Two hours later, when I finally headed out, I was let’s say feeling under pressure. Watching the F1 was already a gonner and now I just wanted to get the miles out the way. 50 yards down the road, the front tyre punctured.

Don’t go there, just don’t go there…

The upside was that while I was changing the tube, I got to see Bottas nip past both the Ferraris into the first corner, then run away from the field. By the time I headed out for 30K ride Mk2, it was already clear that barring accidents, I wasn’t going to be missing much.

Now at this point, let me go back to yesterday. Halfway through what was another mega hilly ride, I started losing traction with the chain on the bike. Believe me, there is nothing, absolutely nothing, worse that losing confidence in the chain getting you up this hill, this 1 in 4, when you’re applying max pressure to do it at speed. When it slips, your achilles tendons really tell you about it. Mine did.

So the bike was back in the pits yesterday for some TLC. It was scheduled to get new spokes in the front wheel anyway after four brand new heavy duty ones snapped on the back wheel ten days ago. Changing the front ones was a precautionary measure as they were the same type as the ones that failed.

A quick check on the chain suggested that it was past its use by date (ie stretched) so it got changed at the same time.

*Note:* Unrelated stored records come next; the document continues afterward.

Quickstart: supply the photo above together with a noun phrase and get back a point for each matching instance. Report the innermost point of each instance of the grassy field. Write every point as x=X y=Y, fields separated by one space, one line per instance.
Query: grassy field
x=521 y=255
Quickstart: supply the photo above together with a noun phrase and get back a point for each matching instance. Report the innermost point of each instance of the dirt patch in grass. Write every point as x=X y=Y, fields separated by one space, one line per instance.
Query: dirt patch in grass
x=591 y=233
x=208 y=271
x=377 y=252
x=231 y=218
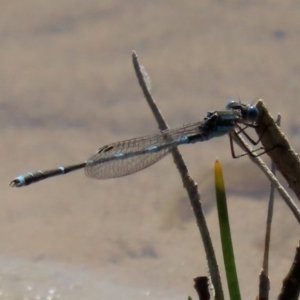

Finally out again just before two today, I was now seriously in the mood to make up for lost time, because Spurs-Arsenal was coming up at four.

But this new chain wasn’t working!

Every couple of seconds, it was jumping. I got off, spun the pedals by hand, changed a few gears, front and back, and it was fine. Got back on, rode a few yards and it was jumping again.

27 miles on this (let alone 30)? No chance.

Back to the pits, dump the number one bike and pick up the spare. This is the tourer: I know it so well. We were companions for twelve months. But it’s heavy, very heavy, and it’s slow.

But it’s a bike…

That bike has never let me down, except for the time it picked up a cable tie in the dark on the A77 and wrecked the rear derailleur. I even blew the back wheel to smithereens on that bike when the rim exploded, but apart from those two wee excursions, it’s been good.

And it was again today. We chugged and we chugged, up the hills out of Stewarton, into the wind. I bet by the time we turned for home, me and the old chugger, the average speed must have been an ultra pedestrian 10mph. But it doesn’t matter: we got the job done.

I gave up on an elusive 8th successive 2000ft climbing day because on that beast, climbing is heavy duty. But I did get my 18th 30 miler in a row, and with it, the 30,000th LCFN mile of the journey.

We don’t do giving up. Shit happens but sometimes you just have to step up to the plate and get on with it. That old bike and I did just that today: a team.

That’s what this has been about for the past 819 days on the road. I’ve looked at the stats and I’ve ridden on 61% of the days since I started. The number’s as low as that because I didn’t ride weekends when I was commuting to Glasgow; they were recovery days.

30,000 miles at an average of 36 miles a day

1.48 million feet of climbing

2,400 hours in the saddle

1.44 million calories of fuel burnt on the road

That’s 5,760 pints of cask conditioned real ale.

And nine grand in support of Solving Kids Cancer and Princess Puddles.

Today was LCFN in a nutshell: a total war of attrition. Does it remind you of anything?